Ces dissentiments, dans leur propre sein, n’étaient pas de nature à nous donner sécurité, et, d’après les récits qui nous en arrivaient, nos craintes prenaient plus ou moins de force.

Parmi les personnes que je voyais, non seulement tous les jours, mais plusieurs fois par jour, monsieur Molé était celui qui montrait le plus de courage, et monsieur de Barante le plus abattu. Je flottais entre ces deux extrémités.

J’étais toujours dans la plus grande anxiété au sujet du chancelier. Si on se rappelle que, parmi les gens élevés au sommet d’un pouvoir sans frein par la tourmente révolutionnaire, la plupart avaient été jugés et plusieurs condamnés par lui, on comprendra la profondeur de mon inquiétude.

Sans doute, ces procès avaient été conduits avec autant d’urbanité, d’impartialité que de justice ; mais il était impossible d’apprécier le ressentiment conservé par les coupables, ni de deviner comment ils le témoigneraient.
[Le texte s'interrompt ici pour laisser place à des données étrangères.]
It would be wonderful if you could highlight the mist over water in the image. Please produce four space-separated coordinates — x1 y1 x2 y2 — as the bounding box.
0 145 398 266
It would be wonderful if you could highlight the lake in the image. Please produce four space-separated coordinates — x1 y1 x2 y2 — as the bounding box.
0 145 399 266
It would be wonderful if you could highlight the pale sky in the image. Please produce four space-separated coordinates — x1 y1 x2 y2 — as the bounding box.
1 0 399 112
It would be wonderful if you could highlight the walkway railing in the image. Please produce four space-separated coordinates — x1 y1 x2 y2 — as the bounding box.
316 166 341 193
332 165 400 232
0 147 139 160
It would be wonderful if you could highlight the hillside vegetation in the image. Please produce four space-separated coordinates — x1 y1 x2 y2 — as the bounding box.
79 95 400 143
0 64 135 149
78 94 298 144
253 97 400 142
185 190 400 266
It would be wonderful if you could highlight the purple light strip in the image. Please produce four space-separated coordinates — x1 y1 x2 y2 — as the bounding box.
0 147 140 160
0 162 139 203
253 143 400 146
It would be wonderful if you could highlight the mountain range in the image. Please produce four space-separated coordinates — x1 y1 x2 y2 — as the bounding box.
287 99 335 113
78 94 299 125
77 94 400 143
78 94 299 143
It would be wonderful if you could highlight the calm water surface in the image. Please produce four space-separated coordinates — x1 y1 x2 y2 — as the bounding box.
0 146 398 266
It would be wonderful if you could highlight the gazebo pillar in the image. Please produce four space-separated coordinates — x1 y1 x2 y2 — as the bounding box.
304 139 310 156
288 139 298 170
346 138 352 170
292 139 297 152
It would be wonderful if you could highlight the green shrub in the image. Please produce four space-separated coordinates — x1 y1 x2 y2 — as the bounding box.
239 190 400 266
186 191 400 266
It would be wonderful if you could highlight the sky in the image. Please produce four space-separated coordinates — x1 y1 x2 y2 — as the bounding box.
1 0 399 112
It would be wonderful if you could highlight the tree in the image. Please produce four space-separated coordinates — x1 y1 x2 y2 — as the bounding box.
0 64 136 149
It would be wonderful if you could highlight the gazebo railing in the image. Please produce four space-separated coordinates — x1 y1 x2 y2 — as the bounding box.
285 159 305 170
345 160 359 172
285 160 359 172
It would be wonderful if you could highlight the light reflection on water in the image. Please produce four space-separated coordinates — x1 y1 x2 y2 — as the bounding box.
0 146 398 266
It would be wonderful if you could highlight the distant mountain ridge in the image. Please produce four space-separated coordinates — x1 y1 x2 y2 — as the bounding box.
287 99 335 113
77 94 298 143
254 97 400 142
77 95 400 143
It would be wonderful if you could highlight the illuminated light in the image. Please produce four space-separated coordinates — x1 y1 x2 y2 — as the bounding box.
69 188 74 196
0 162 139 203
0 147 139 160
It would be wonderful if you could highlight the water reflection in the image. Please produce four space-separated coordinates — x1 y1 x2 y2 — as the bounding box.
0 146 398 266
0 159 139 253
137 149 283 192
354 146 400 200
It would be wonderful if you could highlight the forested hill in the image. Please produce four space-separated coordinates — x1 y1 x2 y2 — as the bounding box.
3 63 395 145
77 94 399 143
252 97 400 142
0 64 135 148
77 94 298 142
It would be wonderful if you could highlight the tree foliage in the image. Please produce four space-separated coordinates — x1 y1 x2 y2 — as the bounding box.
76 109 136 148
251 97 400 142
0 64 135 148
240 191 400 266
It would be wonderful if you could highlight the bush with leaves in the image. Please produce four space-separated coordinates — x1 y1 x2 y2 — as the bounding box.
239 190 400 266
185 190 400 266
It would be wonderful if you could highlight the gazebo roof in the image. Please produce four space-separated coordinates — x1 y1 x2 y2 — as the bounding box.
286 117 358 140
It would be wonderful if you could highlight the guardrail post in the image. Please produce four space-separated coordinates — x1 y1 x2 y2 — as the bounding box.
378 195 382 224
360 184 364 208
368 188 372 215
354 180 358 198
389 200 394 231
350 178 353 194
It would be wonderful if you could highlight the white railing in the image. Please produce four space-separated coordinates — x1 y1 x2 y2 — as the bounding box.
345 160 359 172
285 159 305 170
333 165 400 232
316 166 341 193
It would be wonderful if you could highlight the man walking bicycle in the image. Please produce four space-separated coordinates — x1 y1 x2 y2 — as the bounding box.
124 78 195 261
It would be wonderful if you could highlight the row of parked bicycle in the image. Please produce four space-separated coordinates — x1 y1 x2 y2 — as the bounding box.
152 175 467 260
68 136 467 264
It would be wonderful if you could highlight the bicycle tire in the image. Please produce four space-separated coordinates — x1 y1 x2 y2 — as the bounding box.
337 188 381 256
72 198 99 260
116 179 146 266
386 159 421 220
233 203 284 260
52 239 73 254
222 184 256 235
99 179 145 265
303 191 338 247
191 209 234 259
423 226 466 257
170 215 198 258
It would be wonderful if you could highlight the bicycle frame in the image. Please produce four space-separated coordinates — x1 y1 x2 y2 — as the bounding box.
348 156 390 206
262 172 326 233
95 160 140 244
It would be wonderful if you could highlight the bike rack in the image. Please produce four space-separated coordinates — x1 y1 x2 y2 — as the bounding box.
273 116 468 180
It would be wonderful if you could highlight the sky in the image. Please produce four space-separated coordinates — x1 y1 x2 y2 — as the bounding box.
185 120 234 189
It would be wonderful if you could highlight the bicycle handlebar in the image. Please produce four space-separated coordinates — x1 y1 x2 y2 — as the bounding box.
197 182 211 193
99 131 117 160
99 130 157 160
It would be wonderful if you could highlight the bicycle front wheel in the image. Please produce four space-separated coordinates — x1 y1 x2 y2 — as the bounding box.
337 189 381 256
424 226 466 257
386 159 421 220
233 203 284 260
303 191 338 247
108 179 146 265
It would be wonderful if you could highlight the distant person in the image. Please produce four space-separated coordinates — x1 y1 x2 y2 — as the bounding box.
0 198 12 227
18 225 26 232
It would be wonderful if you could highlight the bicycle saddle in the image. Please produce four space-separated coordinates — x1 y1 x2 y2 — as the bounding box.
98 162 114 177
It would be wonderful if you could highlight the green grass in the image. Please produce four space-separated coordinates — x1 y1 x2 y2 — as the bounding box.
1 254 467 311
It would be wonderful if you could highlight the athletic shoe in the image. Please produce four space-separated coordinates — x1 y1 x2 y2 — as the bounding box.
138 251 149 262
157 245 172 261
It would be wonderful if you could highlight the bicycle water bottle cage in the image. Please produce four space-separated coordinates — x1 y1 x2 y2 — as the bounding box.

Nous n’osions pas nous écrire, mais nous avions des communications assez fréquentes. Je savais monsieur Pasquier arrêté à Tours, sans être molesté jusque-là, mais tout seul dans une auberge, son fils ayant été obligé de retourner près de sa femme.

Je parvins à obtenir du marquis de Brignole, ambassadeur de Sardaigne, un passeport comme veuve d’un général piémontais, me rendant à Turin avec mes gens et un médecin.